Post-traumatic malunion is one of the main causes of kyphosis and usually has serious consequences. We report a case of kyphosis caused by an old AO type B2.3 thoracic fracture, which was corrected with posterior hemivertebra resection and reconstruction.
A 41-year-old male was diagnosed with kyphosis caused by an old AO type B2.3 thoracic fracture. Preoperative examination and preparation were performed. His exam images showed a comminuted fracture in the left half of the T12 vertebral body, while chance-type fractures were seen in the right half of T12 vertebral body and its accessories.
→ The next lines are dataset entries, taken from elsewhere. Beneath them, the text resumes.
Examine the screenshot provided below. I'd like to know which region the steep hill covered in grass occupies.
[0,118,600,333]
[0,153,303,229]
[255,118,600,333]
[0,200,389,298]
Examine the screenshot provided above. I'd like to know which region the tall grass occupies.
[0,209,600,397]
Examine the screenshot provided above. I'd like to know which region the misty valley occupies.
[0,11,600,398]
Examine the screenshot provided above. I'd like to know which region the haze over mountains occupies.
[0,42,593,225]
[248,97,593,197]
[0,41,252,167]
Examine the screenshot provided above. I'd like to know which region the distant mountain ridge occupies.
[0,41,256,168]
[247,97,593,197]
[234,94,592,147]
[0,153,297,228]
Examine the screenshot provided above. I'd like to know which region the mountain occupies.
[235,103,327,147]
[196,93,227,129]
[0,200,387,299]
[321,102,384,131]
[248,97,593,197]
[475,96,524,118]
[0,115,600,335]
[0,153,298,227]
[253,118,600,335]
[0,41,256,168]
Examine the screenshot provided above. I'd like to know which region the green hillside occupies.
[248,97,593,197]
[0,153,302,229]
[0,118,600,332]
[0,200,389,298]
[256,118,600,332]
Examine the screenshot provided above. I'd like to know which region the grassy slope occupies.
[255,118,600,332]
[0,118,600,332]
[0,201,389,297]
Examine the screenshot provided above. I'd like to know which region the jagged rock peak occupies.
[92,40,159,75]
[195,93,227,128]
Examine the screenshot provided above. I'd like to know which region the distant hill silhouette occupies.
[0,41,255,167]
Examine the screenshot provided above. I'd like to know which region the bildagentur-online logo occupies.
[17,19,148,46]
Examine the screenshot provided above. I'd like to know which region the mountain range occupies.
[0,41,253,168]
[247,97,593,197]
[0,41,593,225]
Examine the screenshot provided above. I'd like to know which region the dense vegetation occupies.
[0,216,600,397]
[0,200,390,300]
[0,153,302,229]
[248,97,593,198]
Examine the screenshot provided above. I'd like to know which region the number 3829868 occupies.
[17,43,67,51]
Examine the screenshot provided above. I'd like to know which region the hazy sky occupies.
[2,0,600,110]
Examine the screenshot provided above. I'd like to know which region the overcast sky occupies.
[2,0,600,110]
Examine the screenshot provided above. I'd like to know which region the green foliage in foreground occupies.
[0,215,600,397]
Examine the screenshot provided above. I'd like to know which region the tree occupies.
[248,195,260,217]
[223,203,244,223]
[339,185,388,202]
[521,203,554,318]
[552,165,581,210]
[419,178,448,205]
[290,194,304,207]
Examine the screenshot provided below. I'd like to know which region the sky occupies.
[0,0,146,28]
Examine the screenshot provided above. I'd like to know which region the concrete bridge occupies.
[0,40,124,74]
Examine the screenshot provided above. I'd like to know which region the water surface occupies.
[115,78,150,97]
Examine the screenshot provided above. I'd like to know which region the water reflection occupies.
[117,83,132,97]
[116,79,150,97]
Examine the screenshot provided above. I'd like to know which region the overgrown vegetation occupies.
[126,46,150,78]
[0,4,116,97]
During the operation, posterior hemivertebra resection and reconstruction techniques were used to remove nearly half of the left vertebral body of the affected vertebra, preserve the right vertebral body and the facet joints of the affected vertebra, correct the kyphosis, and rebuild spinal stability. The patient's low back pain was completely relieved, and his thoracic kyphosis was corrected at the seventh post-operative day. CT reconstruction of the spine showed that the residual vertebrae healed well during his nine- and 18-month follow-ups. Continuous callus formation was observed inside and outside of the titanium cage at the reconstructed site, and there was no sign of subsidence of the titanium cage. The heights between the vertebrae were restored to within normal ranges and the physiological curvature of the thoracolumbar spine was achieved. The patient recovered well.
This operation preserved the hemivertebral body and facet joints, and maintains intervertebral height and local stability, thus avoiding titanium cage collapse, titanium cage movement, and other complications. This surgical approach is ideal for treating complex thoracic vertebral kyphosis caused by old fractures, and is worth utilizing in the clinic.